After three decades as a division of Xerox, PARC was transformed in 2002[7] into an independent, wholly owned subsidiary company dedicated to developing and maturing advances in science and business concepts.
Xerox announced that it would donate the lab and its related assets to SRI International in April 2023. As part of the deal, Xerox would keep most of the patent rights inside PARC, and benefit from a preferred research agreement with SRI/PARC.[8]
PARC's developments in information technology served for a long time as standards for much of the computing industry. Many advances were not equalled or surpassed for two decades.[citation needed] Xerox PARC has been the inventor and incubator of many elements of modern computing:
Most of these developments were included in the Alto, which added the mouse.[12] This unified into a single model most aspects of now-standard personal computer use. The integration of Ethernet[6] prompted the development of the PARC Universal Packet architecture, much like the modern Internet.
The PARCTab is an experimental mobile computer as an early experiment in Ubiquitous Computing or UbiComp.[13] Its appearance resembles a PDA. Its functionality depends on the user's location, by receiving location-specific information via infrared sensors from gateway nodes installed in a particular location.[14]
It has a touch screen, stylus, and handwriting recognition. Xerox designed the similar and larger PARCPad. Both devices were developed around the same time as the Apple Newton.[15]
PARC's distinguished researchers include four Turing Award winners: Butler Lampson (1992), Alan Kay (2003), Charles P. Thacker (2009), and Robert Metcalfe (2022). The Association for Computing Machinery (ACM) Software System Award recognized the Alto system in 1984, Smalltalk in 1987, InterLisp in 1992, and the remote procedure call in 1994. Lampson, Kay, Bob Taylor, and Thacker received the National Academy of Engineering's prestigious Charles Stark Draper Prize in 2004 for their work on the Alto.
Xerox has been heavily criticized, particularly by business historians, for failing to properly commercialize and profitably exploit PARC's innovations.[16] Xerox management failed to see the global potential of many of PARC's inventions, but this was mostly a problem with its computing research, a relatively small part of PARC's operations.[citation needed] A favorite example is the graphical user interface (GUI), initially developed at PARC for the Alto and then sold as the Xerox 8010 Information System workstation (with office software called Star) by the Xerox Systems Development Department. It heavily influenced future system design, but is deemed a failure because PARC only sold about 25,000 units. A small group from PARC led by David Liddle and Charles Irby formed Metaphor Computer Systems. They extended the Star desktop concept into an animated graphic and communicating office-automation model and sold the company to IBM.

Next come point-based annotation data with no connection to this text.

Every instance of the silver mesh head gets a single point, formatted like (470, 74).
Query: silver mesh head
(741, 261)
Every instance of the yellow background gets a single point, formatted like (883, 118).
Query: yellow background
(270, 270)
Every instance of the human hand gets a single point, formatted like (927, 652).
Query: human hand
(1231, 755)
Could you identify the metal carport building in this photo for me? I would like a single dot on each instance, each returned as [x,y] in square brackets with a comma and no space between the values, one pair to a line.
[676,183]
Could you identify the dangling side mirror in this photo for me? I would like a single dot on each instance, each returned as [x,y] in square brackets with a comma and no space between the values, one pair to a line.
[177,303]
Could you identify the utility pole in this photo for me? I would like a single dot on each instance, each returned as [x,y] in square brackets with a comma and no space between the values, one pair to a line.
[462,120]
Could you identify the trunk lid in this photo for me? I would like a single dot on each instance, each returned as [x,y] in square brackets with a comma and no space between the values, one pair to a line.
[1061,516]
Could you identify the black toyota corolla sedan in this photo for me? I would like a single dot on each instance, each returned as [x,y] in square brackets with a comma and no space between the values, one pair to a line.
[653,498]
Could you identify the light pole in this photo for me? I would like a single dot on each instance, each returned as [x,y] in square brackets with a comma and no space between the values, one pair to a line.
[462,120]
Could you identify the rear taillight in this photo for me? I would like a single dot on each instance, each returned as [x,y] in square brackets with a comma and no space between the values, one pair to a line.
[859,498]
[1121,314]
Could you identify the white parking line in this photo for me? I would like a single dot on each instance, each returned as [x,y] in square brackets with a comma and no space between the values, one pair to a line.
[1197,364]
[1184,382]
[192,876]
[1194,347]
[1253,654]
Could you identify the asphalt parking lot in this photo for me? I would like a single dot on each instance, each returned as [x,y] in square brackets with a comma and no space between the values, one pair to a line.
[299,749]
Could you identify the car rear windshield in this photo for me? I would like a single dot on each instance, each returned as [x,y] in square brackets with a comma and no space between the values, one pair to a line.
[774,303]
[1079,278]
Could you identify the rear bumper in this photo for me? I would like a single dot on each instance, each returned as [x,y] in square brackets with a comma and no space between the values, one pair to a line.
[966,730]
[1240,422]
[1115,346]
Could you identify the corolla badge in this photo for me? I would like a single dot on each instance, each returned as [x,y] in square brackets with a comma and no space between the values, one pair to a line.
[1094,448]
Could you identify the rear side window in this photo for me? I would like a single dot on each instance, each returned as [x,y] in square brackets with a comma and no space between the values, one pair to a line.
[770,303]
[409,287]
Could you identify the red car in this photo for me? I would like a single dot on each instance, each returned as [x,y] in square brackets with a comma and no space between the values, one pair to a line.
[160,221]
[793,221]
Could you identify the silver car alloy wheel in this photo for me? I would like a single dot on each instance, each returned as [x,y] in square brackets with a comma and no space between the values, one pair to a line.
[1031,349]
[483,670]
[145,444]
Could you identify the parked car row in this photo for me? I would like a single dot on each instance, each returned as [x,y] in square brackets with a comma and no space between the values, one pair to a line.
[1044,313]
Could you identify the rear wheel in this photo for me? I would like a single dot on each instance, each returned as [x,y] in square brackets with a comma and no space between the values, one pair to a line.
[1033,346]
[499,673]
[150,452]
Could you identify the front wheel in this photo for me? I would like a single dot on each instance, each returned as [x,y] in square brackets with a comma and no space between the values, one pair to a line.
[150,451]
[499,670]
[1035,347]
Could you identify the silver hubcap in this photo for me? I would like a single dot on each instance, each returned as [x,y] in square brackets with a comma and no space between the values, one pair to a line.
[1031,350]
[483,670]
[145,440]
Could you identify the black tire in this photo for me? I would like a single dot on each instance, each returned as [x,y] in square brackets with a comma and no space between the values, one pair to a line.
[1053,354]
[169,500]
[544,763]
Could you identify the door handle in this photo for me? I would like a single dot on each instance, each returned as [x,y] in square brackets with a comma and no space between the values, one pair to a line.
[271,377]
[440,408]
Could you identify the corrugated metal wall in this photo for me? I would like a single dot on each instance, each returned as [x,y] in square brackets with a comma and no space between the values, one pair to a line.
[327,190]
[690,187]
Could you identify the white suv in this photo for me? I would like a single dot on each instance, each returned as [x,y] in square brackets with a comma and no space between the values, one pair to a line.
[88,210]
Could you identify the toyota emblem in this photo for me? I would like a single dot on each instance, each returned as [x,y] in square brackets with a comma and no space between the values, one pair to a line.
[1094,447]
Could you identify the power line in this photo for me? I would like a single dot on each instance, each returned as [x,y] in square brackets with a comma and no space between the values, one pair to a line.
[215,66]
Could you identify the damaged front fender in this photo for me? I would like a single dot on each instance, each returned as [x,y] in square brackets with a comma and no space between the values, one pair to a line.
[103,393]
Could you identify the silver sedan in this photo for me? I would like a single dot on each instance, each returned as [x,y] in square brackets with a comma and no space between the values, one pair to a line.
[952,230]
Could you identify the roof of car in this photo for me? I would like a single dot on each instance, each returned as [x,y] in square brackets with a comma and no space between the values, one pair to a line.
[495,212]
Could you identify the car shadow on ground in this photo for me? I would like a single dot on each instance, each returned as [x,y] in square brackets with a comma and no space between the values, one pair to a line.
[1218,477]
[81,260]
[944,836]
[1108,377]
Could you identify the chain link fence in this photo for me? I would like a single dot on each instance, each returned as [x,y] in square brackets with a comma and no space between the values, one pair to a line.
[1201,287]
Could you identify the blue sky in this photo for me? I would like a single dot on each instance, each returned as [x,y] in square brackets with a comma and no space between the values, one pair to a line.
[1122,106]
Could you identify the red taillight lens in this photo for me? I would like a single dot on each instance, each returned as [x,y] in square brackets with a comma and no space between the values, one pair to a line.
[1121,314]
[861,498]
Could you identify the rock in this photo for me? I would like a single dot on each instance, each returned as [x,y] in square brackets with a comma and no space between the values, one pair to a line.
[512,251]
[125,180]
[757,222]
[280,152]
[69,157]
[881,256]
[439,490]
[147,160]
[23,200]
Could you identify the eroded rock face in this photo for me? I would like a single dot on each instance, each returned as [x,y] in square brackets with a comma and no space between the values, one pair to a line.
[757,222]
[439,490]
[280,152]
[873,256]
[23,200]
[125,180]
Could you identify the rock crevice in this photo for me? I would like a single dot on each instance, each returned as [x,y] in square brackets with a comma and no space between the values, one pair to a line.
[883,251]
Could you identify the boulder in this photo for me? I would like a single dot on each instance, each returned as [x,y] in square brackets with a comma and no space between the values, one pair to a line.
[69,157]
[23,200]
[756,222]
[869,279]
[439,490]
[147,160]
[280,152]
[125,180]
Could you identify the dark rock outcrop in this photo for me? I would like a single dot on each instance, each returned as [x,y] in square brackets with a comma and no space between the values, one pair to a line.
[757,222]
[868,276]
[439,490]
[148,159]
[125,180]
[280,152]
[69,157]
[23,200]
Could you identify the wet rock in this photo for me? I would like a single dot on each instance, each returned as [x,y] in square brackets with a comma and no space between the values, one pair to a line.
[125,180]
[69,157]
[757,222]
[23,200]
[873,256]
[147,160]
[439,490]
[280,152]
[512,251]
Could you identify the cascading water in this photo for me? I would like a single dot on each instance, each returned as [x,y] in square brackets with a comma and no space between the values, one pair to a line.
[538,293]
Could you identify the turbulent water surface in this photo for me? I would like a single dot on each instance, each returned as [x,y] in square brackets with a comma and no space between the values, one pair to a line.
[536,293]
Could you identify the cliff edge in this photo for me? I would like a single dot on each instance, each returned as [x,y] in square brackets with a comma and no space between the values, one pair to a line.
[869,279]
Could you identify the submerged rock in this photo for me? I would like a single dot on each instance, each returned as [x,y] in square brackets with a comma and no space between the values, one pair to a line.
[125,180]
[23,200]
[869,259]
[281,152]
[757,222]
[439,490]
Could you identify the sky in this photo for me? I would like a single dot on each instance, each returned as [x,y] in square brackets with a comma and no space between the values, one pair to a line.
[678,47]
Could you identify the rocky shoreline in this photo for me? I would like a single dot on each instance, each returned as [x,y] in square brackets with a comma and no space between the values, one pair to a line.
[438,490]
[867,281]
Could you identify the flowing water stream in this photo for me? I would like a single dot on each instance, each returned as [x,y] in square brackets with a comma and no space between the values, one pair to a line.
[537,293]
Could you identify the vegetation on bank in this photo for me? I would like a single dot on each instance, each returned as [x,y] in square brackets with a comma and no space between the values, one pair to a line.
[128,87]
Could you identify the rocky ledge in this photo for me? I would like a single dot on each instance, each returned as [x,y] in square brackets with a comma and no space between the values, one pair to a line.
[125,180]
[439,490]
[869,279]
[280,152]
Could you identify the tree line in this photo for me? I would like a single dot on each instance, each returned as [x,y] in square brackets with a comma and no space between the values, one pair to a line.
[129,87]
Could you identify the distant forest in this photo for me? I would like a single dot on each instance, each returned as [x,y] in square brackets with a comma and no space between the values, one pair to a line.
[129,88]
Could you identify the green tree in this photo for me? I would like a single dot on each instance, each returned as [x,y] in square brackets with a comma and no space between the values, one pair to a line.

Several GUI engineers left to join Apple Computer to work on Lisa and Macintosh. Technologies pioneered by its materials scientists such as liquid-crystal display (LCD), optical disc innovations, and laser printing were actively and successfully introduced by Xerox to the business and consumer markets.[17]
Microsoft co-founder Bill Gates has said that the Xerox graphical interface influenced Microsoft and Apple. Apple Inc co-founder Steve Jobs said that "Xerox could have owned the entire computer industry, could have been the IBM of the nineties, could have been the Microsoft of the nineties."[18][19]